1

I have a log file with the following layout

2018-01-01 01:01:00.000 Text
Text
Text

2018-01-01 01:02:00.000 Text
Text

2018-01-01 01:02:10.000

Each log event starts with a timestamp and ends with an empty line. I would like to process this with a stream or an iterator to get one String per event. What's an elegant way to do this? In Python I would iterate over the lines and yield the events once I find the empty line. I'm a bit lost how to do this in Java.

tobidope
  • 560
  • 3
  • 9
  • Stream and one String per log ? – azro Apr 07 '18 at 17:07
  • Or, one string per timestamp? – zlakad Apr 07 '18 at 17:08
  • @tobidope - I also found [a more general answer on SO](https://stackoverflow.com/a/39013901/2071828), which may or may not be useful to you. – Boris the Spider Apr 07 '18 at 18:06
  • Which version of java are you using? If 9+, the right tool for this is `Scanner.findAll` – fps Apr 07 '18 at 21:43
  • @FedericoPeraltaSchaffner possibly. But also `Scanner` has always been comically slow; `Scanner` with regex has the potentially be unusably slow - would need to be very careful with the `Pattern`. – Boris the Spider Apr 07 '18 at 23:43
  • @BoristheSpider Yes, maybe. We should measure before risking opinions. With `Scanner.findAll` the whole solution takes 3 lines, and that if you use a `try-with-resources` block... Compare that with adapting a stream's `Iterator` and turning that back to a stream.
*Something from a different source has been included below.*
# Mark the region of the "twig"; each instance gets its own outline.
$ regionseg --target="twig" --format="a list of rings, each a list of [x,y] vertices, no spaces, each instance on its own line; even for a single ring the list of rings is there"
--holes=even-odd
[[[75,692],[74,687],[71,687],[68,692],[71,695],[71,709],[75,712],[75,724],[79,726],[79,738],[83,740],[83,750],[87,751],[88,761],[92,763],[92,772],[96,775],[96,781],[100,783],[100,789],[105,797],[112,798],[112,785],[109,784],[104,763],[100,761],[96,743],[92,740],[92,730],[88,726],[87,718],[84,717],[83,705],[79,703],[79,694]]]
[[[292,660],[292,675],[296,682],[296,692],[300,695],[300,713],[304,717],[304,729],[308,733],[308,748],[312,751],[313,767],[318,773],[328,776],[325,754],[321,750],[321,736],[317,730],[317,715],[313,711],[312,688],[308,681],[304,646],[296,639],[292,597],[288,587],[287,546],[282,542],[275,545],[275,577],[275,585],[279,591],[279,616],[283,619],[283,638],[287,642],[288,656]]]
This would be my last resource, really. Besides, streams have an infrastructure overhead that would make using a regex with `Scanner` a viable choice. Ultimately, it will all depend on how good and efficient the regex is... – fps Apr 08 '18 at 01:42

1 Answers1

2

I would write it as an Iterator.

Get a Stream<String>, ask for its Iterator; then create a method that takes an Iterator<String> and returns a Iterator<LogEvent>.

Then turn that back into a Stream<LogEvent>.

Lets assume, for now, that LogEvent has something like this:

class LogEvent {

    static Builder builder() {
        return new Builder();
    }

    static class Builder {
        Builder appendLine(final String line) {
            //do stuff
            return this;
        }

        LogEvent build() {
            //validate?
            return new LogEvent();
        }
    }
}

Then something like this would work:

Iterator<LogEvent> toLogEvents(final Iterator<String> lineIterator) {
    return new Iterator<LogEvent>() {
        @Override
        public boolean hasNext() {
            return lineIterator.hasNext();
        }

        @Override
        public LogEvent next() {
            final LogEvent.Builder builder = LogEvent.builder();
            String line;
            while(lineIterator.hasNext() && !(line = lineIterator.next()).isEmpty()) {
                builder.appendLine(line);
            }
            return builder.build();
        }
    };
}

Now you can write a method:

Stream<LogEvent> toLogEvents(final Supplier<Stream<String>> fileReader) {
    final Stream<String> lines = fileReader.get();
    final Iterator<LogEvent> logEventIterator = toLogEvents(lines.iterator());
    return StreamSupport.stream(Spliterators.spliteratorUnknownSize(logEventIterator, Spliterator.ORDERED), false).onClose(() -> lines.close());
}
Boris the Spider
  • 59,842
  • 6
  • 106
  • 166